Ray’s tales have tackled interspecies communication, octopuses, mammoths, over-fishing within the Asian seas, know-how, AI, political authoritarian dictatorships of the long run and the consequences of soul-crushing censorship, reflecting points in our personal world in addition to that in a fictional one.
With all of that in thoughts, I can say that I wasn’t anticipating this.
Palaces of the Crow begins in Jap Europe in June 1941, We’re informed the plot by way of 4 principal characters. First, we meet Neriya, a younger Jewish lady who desires of changing into a scientist who has noticed and befriended quite a few crows outdoors her dwelling, particularly one she has named ‘Buster’, after the movie star Buster Keeton. We then meet Czesław, an underage Polish deserter fleeing the Purple Military by hiding within the woods in Latvia. Thirdly, Kezia is a Roma horse dealer whose household is on the run from Soviet collectivisation however who’re killed, leaving Kezia to outlive alone within the woods; and ultimately a anonymous, deserted boy often named ‘The Boy’, who can’t communicate, probably because of trauma.

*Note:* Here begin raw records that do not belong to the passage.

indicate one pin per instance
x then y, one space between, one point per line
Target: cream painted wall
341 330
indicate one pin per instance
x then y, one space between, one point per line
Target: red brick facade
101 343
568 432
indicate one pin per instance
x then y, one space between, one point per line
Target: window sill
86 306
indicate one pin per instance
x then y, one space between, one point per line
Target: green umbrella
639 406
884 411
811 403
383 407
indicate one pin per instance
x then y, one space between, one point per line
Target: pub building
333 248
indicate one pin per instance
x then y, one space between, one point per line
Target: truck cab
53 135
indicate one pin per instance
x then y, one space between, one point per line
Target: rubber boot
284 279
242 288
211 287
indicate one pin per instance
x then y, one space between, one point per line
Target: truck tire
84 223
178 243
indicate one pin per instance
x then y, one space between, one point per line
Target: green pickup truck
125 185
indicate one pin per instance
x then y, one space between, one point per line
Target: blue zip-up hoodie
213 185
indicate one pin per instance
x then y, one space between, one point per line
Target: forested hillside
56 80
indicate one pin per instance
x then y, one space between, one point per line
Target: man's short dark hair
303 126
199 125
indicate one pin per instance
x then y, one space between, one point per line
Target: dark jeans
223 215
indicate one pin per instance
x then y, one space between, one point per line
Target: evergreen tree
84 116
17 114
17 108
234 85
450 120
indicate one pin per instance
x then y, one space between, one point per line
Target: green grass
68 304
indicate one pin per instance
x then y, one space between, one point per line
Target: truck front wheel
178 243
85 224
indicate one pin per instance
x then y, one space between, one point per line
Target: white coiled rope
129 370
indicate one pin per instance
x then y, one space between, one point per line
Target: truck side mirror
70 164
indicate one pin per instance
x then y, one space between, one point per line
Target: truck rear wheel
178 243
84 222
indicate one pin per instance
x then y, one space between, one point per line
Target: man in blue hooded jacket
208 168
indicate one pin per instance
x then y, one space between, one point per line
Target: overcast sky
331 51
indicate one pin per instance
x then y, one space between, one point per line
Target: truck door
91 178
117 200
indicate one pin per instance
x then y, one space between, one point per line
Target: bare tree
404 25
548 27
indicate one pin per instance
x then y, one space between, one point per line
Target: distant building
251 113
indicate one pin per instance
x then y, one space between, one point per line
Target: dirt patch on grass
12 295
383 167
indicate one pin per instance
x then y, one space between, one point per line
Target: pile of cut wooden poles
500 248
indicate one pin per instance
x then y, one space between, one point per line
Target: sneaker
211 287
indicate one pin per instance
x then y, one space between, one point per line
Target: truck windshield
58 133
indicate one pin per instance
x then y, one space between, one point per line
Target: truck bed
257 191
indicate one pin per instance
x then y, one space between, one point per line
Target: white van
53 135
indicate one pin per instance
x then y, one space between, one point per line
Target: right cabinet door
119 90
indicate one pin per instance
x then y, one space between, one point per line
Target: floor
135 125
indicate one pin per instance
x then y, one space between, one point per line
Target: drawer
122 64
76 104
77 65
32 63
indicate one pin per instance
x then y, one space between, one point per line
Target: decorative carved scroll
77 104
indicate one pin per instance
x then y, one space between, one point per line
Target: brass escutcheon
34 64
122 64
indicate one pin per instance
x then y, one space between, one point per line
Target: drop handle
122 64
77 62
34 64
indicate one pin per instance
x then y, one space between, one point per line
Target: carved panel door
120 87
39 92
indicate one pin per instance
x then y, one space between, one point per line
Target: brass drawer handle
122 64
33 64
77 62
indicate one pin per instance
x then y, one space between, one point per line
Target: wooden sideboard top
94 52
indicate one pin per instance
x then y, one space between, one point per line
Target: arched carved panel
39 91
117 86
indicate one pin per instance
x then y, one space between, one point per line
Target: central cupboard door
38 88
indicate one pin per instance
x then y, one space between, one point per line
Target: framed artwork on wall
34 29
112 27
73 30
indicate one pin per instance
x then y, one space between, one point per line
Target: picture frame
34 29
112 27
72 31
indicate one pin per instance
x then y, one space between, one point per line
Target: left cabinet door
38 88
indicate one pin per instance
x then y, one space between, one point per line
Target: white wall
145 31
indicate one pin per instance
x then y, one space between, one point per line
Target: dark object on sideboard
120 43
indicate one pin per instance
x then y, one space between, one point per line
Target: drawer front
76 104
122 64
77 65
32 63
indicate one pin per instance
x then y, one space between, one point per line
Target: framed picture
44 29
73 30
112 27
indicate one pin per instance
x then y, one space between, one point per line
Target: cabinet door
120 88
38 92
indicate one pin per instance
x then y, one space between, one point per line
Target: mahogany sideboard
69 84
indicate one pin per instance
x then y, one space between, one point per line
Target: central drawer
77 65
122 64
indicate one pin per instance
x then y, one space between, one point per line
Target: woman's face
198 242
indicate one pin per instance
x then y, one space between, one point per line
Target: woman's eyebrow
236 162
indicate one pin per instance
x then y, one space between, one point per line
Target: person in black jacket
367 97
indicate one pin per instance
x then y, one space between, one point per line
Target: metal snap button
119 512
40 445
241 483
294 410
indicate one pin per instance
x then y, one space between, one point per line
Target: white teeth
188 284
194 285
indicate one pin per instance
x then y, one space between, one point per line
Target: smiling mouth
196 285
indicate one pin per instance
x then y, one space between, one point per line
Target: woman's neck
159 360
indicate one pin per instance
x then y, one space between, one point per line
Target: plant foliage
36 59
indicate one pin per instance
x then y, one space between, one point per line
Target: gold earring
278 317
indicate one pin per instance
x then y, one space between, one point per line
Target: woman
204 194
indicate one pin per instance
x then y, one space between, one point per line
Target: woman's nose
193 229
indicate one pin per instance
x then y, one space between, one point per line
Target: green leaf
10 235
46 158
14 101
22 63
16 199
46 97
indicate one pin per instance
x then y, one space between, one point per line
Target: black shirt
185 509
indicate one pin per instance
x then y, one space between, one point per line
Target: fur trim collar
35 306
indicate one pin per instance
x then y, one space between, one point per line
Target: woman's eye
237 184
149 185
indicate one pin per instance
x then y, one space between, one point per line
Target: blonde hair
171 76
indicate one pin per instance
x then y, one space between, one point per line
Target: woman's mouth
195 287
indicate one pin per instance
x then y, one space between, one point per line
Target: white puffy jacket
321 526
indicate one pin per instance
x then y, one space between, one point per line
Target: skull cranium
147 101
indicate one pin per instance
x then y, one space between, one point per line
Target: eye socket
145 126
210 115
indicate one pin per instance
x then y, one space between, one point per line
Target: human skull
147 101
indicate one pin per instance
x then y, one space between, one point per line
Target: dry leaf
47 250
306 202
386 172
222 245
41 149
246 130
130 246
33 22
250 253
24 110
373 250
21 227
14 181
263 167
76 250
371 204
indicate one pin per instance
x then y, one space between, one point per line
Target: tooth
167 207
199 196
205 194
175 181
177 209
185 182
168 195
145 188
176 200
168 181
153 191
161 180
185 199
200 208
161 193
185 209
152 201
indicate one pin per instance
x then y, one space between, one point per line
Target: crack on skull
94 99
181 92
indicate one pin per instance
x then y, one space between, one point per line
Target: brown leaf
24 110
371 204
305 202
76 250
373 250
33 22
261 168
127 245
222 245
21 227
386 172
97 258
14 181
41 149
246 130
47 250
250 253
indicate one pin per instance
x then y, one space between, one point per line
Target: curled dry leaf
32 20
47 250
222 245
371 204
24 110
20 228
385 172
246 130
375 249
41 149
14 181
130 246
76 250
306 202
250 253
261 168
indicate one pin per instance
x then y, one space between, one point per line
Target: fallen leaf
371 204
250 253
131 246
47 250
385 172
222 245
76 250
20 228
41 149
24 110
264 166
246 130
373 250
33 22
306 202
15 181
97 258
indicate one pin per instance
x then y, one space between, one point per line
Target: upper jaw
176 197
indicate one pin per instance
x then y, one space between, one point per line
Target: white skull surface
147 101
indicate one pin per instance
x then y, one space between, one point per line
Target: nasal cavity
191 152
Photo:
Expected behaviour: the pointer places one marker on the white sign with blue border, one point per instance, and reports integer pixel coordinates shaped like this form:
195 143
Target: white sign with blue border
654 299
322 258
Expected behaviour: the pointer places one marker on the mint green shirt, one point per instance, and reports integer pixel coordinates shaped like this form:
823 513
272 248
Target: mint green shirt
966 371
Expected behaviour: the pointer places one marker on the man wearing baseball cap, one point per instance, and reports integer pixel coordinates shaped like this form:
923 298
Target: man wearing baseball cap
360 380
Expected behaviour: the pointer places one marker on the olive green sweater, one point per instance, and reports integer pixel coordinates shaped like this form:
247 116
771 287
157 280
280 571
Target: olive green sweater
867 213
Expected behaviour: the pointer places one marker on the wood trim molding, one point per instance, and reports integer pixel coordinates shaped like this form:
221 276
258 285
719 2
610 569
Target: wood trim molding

Pushed deep into the Lithuanian woods, they type an unbreakable bond with each other and with a flock of crows whose uncanny intelligence hints at a secret older and stranger than they might ever have imagined.
At a primary degree, Palaces of the Crow is a narrative about conflict and the consequences of such occasions on the widespread individuals – not simply the troopers, the combatants, the lads (for it’s often males) in cost who make life-changing selections, however most people, the lads, ladies and youngsters left at dwelling on whom these horrific occasions are impinged upon. Lots of the surprising atrocities talked about listed below are primarily based on real-life occasions, primarily based on Ray’s intensive analysis. Writing in speculative fiction permits us to take a look at such concepts with a level of distance. Right here Ray reveals us that the previous must also be examined, studied and realized from.
Sadly, world occasions at the moment, as I sort this, there are miserable similarities between the occasions of 1941 and now, none of which present people in a very good gentle. Then, like now, there may be division, distrust, racial and spiritual bigotry, antisemitism, xenophobia – human traits which are seemingly fixed. Struggle is hell. And but we appear decided to not be taught from the previous, to repeat actions already confirmed to be pointless and futile.
In Palaces of the Crow, against this, there may be morality, there may be intelligence and even majesty – however that is proven most by the crows, not the people, which makes the savage and brutal actions of the people within the novel all of the extra heartbreaking.
“The crows deal with their sick, their aged, their wounded… they educate, they be taught, they stay and die in a world that’s parallel and akin to our world however just isn’t the world we stay in.”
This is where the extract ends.